Trust-Region-Free Policy Optimization for Stochastic Policies
Mingfei Sun, Benjamin Ellis, Anuj Mahajan, Sam Devlin, Katja Hofmann,, Shimon Whiteson

TL;DR
This paper introduces TREFree, a novel policy optimization method that removes the computationally intensive trust region constraint from TRPO, while maintaining monotonic improvement guarantees, leading to better performance and efficiency.
Contribution
The paper proposes a trust-region-free policy optimization algorithm that preserves monotonic improvement guarantees by generalizing the surrogate objective, simplifying implementation and enhancing efficiency.
Findings
TREFree outperforms TRPO and PPO in policy performance.

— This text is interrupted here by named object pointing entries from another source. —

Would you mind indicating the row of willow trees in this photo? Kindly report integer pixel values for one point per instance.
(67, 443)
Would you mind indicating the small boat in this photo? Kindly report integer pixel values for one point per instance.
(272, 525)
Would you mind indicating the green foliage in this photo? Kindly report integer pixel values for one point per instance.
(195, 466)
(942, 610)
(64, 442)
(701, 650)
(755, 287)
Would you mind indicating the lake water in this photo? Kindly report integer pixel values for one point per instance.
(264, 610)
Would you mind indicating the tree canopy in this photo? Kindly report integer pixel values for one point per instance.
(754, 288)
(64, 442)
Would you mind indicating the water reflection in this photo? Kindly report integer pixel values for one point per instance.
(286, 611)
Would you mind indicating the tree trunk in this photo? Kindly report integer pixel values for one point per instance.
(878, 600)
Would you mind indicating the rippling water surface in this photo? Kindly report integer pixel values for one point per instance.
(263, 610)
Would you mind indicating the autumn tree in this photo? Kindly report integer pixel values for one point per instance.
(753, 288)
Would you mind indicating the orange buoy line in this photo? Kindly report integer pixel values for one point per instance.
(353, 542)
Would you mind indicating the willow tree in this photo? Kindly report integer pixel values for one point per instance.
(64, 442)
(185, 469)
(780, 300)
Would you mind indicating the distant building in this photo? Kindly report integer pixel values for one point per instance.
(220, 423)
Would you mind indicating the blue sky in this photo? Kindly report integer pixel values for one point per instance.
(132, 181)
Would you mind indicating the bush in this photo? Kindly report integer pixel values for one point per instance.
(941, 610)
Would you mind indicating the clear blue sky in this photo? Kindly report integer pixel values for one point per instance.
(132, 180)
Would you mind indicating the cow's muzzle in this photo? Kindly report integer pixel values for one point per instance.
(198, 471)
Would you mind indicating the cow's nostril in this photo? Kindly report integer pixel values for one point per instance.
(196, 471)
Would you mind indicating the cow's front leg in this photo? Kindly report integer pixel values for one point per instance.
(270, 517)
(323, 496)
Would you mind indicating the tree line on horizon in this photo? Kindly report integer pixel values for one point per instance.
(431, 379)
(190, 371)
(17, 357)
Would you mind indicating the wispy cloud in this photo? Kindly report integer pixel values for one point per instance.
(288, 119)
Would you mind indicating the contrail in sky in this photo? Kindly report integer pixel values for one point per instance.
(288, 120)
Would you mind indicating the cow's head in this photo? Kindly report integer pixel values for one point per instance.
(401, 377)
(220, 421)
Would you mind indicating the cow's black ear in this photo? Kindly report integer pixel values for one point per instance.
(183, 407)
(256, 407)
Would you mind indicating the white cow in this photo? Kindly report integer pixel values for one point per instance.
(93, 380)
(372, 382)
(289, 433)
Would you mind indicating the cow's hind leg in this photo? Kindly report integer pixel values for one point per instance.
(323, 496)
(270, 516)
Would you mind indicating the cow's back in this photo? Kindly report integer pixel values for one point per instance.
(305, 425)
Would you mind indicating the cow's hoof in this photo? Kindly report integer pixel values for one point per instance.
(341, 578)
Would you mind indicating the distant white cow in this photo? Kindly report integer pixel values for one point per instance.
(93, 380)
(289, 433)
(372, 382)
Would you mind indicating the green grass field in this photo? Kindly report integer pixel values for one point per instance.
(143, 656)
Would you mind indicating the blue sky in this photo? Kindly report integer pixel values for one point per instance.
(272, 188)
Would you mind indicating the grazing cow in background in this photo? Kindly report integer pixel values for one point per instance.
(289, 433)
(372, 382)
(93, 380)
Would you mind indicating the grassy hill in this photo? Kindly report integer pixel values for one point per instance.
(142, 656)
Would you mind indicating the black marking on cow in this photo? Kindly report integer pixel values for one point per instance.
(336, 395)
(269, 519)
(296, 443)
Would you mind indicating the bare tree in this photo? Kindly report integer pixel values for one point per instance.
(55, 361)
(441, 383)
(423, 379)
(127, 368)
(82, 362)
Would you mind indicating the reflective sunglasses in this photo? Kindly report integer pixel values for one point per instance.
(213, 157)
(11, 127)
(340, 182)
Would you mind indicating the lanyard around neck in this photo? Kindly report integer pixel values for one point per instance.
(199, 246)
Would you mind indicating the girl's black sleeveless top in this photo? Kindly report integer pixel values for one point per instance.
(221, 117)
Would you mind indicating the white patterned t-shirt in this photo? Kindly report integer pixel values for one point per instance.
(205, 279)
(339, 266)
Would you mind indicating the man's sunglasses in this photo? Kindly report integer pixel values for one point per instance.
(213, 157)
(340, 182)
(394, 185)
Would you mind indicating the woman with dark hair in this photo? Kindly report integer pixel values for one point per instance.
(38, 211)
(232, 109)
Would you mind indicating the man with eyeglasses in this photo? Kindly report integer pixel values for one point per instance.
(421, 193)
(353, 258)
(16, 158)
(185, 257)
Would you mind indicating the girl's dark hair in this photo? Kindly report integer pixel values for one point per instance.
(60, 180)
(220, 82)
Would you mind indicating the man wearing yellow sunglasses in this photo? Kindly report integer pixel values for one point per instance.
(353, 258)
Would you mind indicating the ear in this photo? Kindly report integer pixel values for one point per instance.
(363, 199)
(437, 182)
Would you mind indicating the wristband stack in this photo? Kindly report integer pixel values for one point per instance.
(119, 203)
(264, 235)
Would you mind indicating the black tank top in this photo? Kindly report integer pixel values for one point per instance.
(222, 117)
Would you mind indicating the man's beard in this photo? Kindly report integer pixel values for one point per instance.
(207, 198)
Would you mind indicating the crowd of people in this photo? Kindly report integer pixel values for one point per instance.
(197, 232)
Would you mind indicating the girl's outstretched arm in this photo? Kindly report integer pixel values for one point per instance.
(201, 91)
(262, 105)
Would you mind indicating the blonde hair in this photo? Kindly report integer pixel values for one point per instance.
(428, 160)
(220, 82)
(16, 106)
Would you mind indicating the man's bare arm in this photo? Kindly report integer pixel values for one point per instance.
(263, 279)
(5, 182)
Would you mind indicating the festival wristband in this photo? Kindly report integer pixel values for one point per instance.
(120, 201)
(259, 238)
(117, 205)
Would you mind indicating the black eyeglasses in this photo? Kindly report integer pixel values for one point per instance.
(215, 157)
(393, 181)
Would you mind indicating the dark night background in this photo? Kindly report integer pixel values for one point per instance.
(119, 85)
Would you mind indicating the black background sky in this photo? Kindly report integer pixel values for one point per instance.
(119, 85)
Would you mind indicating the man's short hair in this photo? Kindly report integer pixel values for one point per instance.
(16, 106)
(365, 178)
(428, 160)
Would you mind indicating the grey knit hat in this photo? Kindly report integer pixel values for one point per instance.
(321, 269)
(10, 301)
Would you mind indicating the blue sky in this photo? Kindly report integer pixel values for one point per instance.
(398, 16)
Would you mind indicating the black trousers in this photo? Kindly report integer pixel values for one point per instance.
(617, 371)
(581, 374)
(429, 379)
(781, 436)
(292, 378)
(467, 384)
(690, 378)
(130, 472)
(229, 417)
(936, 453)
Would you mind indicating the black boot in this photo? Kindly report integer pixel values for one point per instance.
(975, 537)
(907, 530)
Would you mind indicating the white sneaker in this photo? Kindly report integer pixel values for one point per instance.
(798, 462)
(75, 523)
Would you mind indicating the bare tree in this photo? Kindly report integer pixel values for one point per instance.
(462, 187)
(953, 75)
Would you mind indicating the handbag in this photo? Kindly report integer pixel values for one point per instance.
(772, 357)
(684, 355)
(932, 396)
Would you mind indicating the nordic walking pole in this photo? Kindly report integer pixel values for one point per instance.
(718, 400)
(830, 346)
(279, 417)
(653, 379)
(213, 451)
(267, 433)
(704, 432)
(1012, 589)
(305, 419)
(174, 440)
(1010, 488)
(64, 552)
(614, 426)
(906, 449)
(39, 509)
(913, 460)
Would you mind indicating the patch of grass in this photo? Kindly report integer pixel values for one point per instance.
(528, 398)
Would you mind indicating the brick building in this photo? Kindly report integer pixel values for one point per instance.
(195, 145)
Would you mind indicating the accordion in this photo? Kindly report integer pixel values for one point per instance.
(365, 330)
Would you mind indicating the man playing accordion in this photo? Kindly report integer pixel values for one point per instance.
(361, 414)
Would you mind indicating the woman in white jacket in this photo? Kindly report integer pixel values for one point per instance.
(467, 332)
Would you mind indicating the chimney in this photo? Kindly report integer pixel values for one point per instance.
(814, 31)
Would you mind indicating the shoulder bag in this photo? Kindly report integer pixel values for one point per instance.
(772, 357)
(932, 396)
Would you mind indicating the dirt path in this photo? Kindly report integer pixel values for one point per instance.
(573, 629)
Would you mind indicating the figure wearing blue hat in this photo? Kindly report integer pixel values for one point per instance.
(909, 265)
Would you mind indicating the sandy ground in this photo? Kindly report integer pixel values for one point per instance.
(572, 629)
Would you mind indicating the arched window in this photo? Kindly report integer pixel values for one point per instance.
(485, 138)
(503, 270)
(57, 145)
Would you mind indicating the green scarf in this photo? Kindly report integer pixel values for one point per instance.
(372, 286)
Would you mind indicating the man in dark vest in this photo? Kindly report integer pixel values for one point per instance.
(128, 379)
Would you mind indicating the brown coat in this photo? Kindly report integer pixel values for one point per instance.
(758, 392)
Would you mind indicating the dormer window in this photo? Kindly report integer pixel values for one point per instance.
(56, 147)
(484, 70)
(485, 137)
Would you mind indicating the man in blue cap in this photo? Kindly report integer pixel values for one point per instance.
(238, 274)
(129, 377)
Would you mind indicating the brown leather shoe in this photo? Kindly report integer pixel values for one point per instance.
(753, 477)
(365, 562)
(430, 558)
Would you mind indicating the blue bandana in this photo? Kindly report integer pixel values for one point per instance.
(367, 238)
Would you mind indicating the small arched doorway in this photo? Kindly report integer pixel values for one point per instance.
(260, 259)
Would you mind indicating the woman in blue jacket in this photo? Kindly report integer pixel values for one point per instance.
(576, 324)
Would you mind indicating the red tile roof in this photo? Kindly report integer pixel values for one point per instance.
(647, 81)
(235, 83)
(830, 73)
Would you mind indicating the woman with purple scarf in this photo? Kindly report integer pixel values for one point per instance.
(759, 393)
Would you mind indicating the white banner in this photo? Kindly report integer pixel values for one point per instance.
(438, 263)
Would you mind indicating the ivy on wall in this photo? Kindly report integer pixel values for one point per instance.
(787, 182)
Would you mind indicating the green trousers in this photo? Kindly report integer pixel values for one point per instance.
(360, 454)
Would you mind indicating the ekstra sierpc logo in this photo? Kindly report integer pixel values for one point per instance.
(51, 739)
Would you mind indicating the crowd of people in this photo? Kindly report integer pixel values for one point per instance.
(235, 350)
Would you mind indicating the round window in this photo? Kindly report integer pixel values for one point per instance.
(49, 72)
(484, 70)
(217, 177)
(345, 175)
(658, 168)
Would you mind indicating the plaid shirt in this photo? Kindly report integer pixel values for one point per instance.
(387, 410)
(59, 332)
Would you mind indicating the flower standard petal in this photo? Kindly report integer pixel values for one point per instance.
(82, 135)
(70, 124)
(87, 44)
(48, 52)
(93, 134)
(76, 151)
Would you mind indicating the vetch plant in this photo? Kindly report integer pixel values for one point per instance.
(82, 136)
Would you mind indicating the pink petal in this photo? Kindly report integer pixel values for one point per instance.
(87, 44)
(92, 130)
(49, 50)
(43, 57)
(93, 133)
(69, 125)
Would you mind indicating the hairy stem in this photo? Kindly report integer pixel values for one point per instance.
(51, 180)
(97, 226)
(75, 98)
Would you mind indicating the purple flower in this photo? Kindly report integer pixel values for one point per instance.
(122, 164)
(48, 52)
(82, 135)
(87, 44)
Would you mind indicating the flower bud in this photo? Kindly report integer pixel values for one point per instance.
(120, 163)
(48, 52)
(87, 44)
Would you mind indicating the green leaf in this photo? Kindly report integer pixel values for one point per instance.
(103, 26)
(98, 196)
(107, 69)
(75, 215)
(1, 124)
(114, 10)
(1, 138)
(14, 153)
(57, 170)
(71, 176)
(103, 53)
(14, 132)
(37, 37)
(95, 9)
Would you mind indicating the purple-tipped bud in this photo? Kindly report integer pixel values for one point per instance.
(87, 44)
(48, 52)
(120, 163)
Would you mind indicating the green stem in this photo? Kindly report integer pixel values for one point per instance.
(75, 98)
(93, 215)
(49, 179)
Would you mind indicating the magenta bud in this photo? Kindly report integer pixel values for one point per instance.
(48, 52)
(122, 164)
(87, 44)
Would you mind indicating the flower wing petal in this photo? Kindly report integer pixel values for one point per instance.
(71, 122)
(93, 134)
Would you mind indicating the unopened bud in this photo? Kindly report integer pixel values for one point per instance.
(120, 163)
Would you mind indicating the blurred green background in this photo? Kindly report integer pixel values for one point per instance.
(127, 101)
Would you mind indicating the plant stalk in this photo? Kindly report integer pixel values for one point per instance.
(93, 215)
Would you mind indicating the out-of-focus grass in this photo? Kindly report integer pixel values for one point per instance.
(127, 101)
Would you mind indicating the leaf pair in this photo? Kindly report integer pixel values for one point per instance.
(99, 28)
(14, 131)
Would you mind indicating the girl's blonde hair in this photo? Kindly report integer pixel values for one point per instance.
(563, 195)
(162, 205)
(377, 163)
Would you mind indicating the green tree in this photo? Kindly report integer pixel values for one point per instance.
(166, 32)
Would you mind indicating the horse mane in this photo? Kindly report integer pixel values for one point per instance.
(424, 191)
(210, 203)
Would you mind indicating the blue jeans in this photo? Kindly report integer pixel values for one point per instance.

TREFree is more sample-efficient than TRPO and PPO.
The method maintains monotonic improvement without explicit trust regions.
Abstract
Trust Region Policy Optimization (TRPO) is an iterative method that simultaneously maximizes a surrogate objective and enforces a trust region constraint over consecutive policies in each iteration. The combination of the surrogate objective maximization and the trust region enforcement has been shown to be crucial to guarantee a monotonic policy improvement. However, solving a trust-region-constrained optimization problem can be computationally intensive as it requires many steps of conjugate gradient and a large number of on-policy samples. In this paper, we show that the trust region constraint over policies can be safely substituted by a trust-region-free constraint without compromising the underlying monotonic improvement guarantee. The key idea is to generalize the surrogate objective used in TRPO in a way that a monotonic improvement guarantee still emerges as a result of…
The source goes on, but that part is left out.